Built on the V3.1-Terminus architecture, the V3.2-Exp introduces DeepSeek Sparse Attention (DSA), a new system featuring a Lightning Indexer that reduces key cache size to just 128 per token (compared to 512 in the previous MLA) and a Sparse Multi-Latent Attention mechanism that selects only 2,048 essential tokens from long input sequences. These optimizations result in faster training times, improved energy efficiency, and performance on par with V3.1-Terminus.

The industry response was immediate. Huawei’s Ascend team and the vLLM-Ascend community quickly updated their repositories with custom operators and kernels to support V3.2-Exp on Ascend NPUs.

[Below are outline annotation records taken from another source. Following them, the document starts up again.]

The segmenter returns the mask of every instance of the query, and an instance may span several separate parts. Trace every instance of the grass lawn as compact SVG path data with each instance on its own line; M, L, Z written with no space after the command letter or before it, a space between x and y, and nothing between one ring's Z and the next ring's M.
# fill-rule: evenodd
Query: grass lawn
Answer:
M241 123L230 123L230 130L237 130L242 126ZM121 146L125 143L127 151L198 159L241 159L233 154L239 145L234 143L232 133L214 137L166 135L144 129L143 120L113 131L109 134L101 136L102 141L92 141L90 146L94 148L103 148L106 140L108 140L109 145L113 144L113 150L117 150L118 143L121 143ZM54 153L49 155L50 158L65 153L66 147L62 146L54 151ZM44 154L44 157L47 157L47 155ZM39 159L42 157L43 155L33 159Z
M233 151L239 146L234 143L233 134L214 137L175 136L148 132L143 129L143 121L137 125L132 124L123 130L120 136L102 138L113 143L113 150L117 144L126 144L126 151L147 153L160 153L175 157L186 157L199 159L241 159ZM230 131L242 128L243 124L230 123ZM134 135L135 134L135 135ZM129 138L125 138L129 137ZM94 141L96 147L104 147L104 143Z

Huawei’s CANN team also released inference formulas optimized for its hardware, enabling same-day deployment across Chinese platforms and dramatically reducing dependence on NVIDIA CUDA.

🚀 Introducing DeepSeek-V3.2-Exp — our latest experimental model!

✨ Built on V3.1-Terminus, it debuts DeepSeek Sparse Attention(DSA) for faster, more efficient training & inference on long context.
👉 Now live on App, Web, and API.
💰 API prices cut by 50%+!

1/n
— DeepSeek (@deepseek_ai) September 29, 2025

Other domestic chipmakers followed suit. Cambricon updated its vLLM-MLU fork to integrate V3.2-Exp, reporting significant cost reductions for long-sequence inference. Hygon announced that its DCU accelerators are now optimized for zero-wait deployment through the DTK software stack, ensuring the model runs seamlessly on various hardware without delays.

SGLang confirmed support for V3.2-Exp across multiple backends, including Ascend, while DeepSeek’s GitHub documentation highlights full compatibility with vLLM, TileLang, and even CUDA kernels since launch.

This rapid ecosystem adoption underscores China’s accelerating efforts to build an AI infrastructure independent of NVIDIA hardware. While CUDA remains dominant for both training and inference workloads, DeepSeek-V3.2-Exp stands out as one of the first major Chinese LLMs optimized for non-CUDA environments from day one. Its release marks a pivotal shift in the global AI landscape, signaling a future where high-performance AI no longer relies exclusively on Western GPU technology.